Jeff began his involvement in TCS as a senior in high school when he attended the 2006 conference in St. Pete Beach, Florida – the first of many TCS conferences he would go on to participate in. At that conference, Jeff administered a career survey which he had developed with the help of current Board member Tom Bigford, then working for NOAA. The survey results and advice from numerous mentors over the years have been instrumental in directing Jeff’s coastal career path and he hopes to guide the development of the next generation of coastal professionals by helping to organize and participate in Margaret A. Davidson (MAD) career development workshops.
Dr. Cahoon is Professor of Biology & Marine Biology at UNC Wilmington, where he has served on the faculty since 1982. He earned a B.S. in Biology (summa cum laude) at Washington and Lee University in 1975 and a Ph.D. in Zoology at Duke University in 1981. His current teaching portfolio includes an undergraduate Limnology course and graduate courses in Biological Oceanography, Oceans and the Environment, and Coastal Ocean Science and Policy. His research interests include benthic-water column interactions in continental shelf waters, nearshore production and grazing processes, and a wide variety of water quality problems.
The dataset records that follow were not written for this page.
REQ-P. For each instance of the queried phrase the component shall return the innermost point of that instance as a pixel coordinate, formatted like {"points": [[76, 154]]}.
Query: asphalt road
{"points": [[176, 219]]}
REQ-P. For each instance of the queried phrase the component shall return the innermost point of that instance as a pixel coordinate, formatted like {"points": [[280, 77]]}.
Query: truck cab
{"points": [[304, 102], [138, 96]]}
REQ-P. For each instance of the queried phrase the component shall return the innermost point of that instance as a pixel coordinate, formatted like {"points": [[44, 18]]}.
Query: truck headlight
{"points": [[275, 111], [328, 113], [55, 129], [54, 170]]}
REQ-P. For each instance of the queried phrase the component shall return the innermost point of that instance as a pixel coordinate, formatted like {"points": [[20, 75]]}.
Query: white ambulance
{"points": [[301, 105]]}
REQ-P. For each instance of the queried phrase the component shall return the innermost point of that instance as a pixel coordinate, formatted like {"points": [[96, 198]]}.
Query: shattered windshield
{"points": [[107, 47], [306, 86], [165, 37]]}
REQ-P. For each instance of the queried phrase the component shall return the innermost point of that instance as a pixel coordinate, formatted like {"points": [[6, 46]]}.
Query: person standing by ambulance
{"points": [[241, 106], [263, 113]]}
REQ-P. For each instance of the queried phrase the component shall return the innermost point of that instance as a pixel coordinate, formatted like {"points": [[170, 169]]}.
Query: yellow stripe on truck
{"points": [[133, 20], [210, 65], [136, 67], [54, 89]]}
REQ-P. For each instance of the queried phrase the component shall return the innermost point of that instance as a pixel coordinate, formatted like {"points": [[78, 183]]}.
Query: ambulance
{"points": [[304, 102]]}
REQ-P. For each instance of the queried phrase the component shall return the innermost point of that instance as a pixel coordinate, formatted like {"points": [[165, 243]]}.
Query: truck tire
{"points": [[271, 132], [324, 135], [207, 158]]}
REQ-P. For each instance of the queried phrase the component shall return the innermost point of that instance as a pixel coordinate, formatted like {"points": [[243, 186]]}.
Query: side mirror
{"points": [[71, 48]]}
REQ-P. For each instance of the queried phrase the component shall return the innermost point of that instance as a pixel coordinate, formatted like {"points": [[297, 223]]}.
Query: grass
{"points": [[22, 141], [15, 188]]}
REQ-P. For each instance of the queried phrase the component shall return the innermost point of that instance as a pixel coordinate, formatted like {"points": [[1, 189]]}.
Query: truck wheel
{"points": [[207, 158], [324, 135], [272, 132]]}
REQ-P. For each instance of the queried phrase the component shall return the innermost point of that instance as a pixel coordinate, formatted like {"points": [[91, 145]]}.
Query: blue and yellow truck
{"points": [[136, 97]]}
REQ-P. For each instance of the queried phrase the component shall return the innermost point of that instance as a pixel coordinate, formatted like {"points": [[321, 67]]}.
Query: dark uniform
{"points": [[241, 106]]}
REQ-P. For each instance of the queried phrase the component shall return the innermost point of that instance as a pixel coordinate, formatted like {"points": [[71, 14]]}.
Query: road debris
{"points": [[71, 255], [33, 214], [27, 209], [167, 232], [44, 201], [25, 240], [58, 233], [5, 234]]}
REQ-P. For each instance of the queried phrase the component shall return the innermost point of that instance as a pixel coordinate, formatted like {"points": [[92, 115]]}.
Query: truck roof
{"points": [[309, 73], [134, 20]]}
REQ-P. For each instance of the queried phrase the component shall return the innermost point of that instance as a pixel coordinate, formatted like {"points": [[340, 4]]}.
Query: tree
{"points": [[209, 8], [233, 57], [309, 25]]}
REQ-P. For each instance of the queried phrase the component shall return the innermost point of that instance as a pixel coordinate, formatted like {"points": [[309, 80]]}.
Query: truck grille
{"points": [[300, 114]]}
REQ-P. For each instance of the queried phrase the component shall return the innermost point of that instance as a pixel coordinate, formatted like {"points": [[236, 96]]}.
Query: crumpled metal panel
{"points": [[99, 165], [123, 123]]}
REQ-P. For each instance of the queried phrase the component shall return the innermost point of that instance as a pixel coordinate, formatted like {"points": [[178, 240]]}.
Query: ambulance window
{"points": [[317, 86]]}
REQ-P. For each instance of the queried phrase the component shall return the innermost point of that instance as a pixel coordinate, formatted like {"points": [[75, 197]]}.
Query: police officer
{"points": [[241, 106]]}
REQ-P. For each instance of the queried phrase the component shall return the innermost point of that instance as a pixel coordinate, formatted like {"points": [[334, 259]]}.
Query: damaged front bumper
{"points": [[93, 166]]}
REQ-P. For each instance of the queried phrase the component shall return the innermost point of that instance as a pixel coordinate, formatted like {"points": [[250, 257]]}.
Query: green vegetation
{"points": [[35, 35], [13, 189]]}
His policy experiences include service on the North Carolina Marine Science Council, the NC Ocean Affairs Council, a Legislative Study Subcommittee on offshore energy exploration, an Ocean Policy Steering Committee for the NC Division of Coastal Management, as a member of the Board of Directors for Cape Fear River Watch, as Chair of CFRW’s Advocacy Committee, and as Chair of the NC Ocean Resources Task Force.
Prior to joining NOAA Fisheries, Sabrina was a NOAA Coastal Management Fellow with the New Jersey Department of Environmental Protection, where she developed tools and resources to integrate diversity, equity and inclusion (DEI) principles into community resilience planning efforts. Sabrina joined TCS in 2018 while in graduate school, during which time she was Co-President of the URI Chapter, and since 2020 she has volunteered on the TCS DEI working group. Sabrina holds a Master’s degree in Marine Affairs, and Bachelor’s degrees in Applied Mathematics and Secondary Education from the University of Rhode Island.